On the heels of that small victory, the family learned that ICE was reconsidering granting Ms. Romero a temporary stay. Then, just before Thanksgiving, word came from inside the detention center that something was up. Padilla Romero got the news in another call from his sister. “I was at my apartment in Connecticut. My sister called saying that one of my mom’s inmate friends called her saying my mom was being released.”
Family members immediately set off for the detention center, four hours away. “I contacted the WIRAC team here and told them, and so they got in contact with the attorney in Atlanta who was doing the pro bono services,” Padilla Romero says. “He got confirmation that yes, she was being released and transported to Atlanta ICE headquarters. My family was almost halfway to the detention center, and they turned back to Atlanta, and that’s where she was released.”
Padilla Romero prefers not to discuss the conditions surrounding his mom’s release, other than to say that it’s framed as a six-month stay. He’s also refrained from claiming any sort of victory or even announcing his mom’s release through the national press. “In terms of national news, we asked The New York Times and other folks to not necessarily report on it, for reasons that I told them,” he says. “That’s how we’ve been working it ever since. I don’t want to do anything that’s going to hurt our chances.”
STATISTICS ARE HARD TO COME BY, but according to Feldblum, in cases such as Ms. Romero’s, any sort of reprieve—even the temporary kind—is rare. For Padilla Romero, the six months he’s been granted with his mom are precious, come what may. Beyond that, the legal challenges continue, and he tries not to think about what will happen if they ultimately lose.
“I can’t really think about that, you know?” he says. “We have our grandparents there, so she would be with our grandparents. The main thing is that we would have to do everything we can to find the medical resources she would need. That’s our main preoccupation. But my family hasn’t really come to terms with how we would deal with it. At the moment, none of us would be able to leave the country to visit her, and obviously she wouldn’t be able to come back.”

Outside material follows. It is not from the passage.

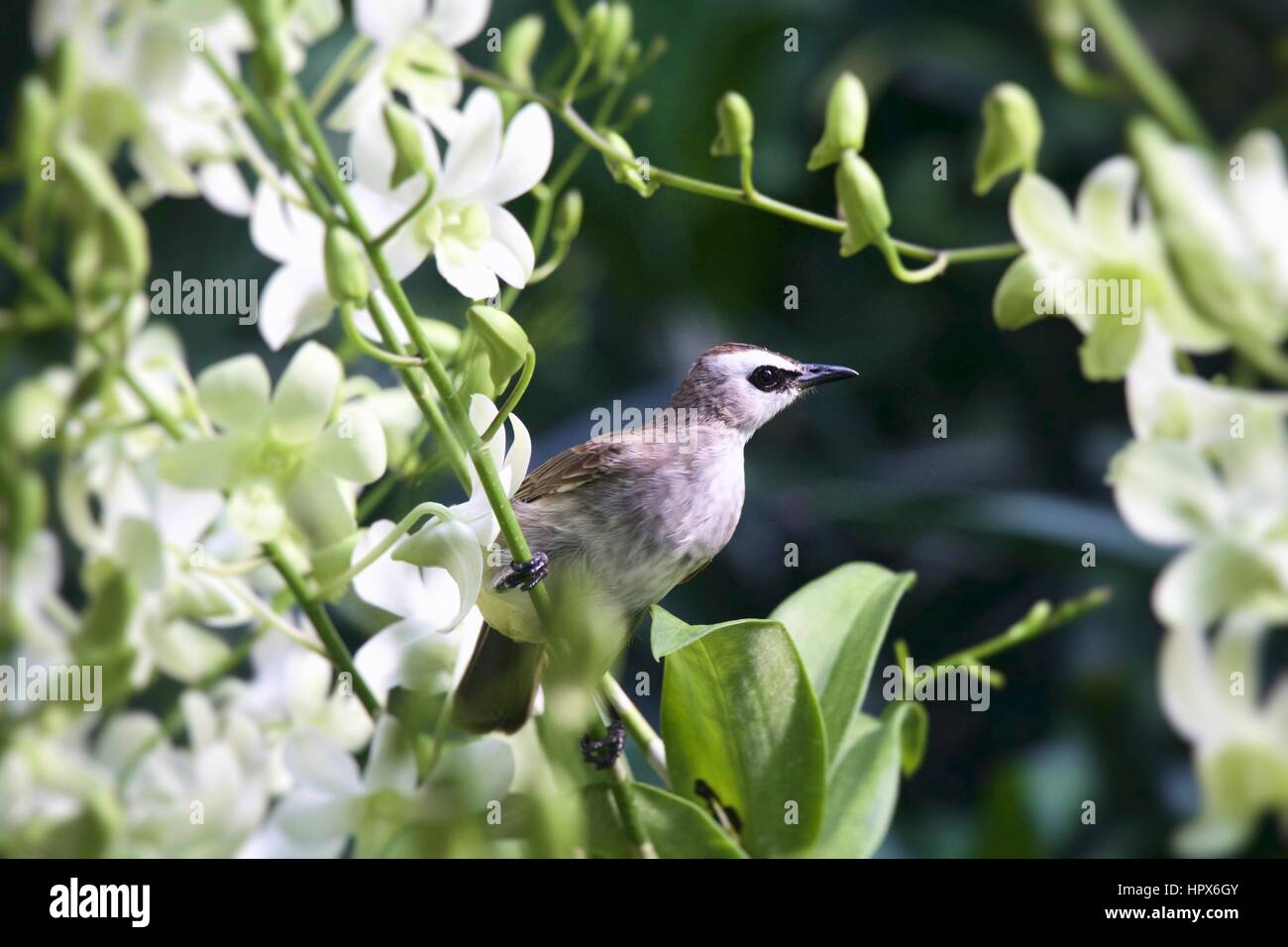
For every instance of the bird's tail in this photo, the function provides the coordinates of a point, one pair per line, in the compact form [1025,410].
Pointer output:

Along the way, he’s learned more about the legal system surrounding immigration that he ever wanted to know. “My mom’s case should be such a straightforward case. We have really good evidence. The whole removal order was just not done right. It tells me a lot about the way the legal system is so entrenched.”
On the other hand, he’s learned never to give up hope. “The ultimate reason why she wasn’t deported was the Honduran consulate not providing those papers. That’s what stopped her from getting on the plane. That alone, for example, shows that there’s always something that can be done. It requires a lot of coordination, a lot of effort and a lot of public support.”
Indeed, it’s the extraordinary outpouring of support from friends and strangers that keeps Padilla Romero hopeful in spite of a system that strikes him as heartless.
“I’ve learned a lot about cruelty,” he says, “but I’ve also learned a lot about kindness.”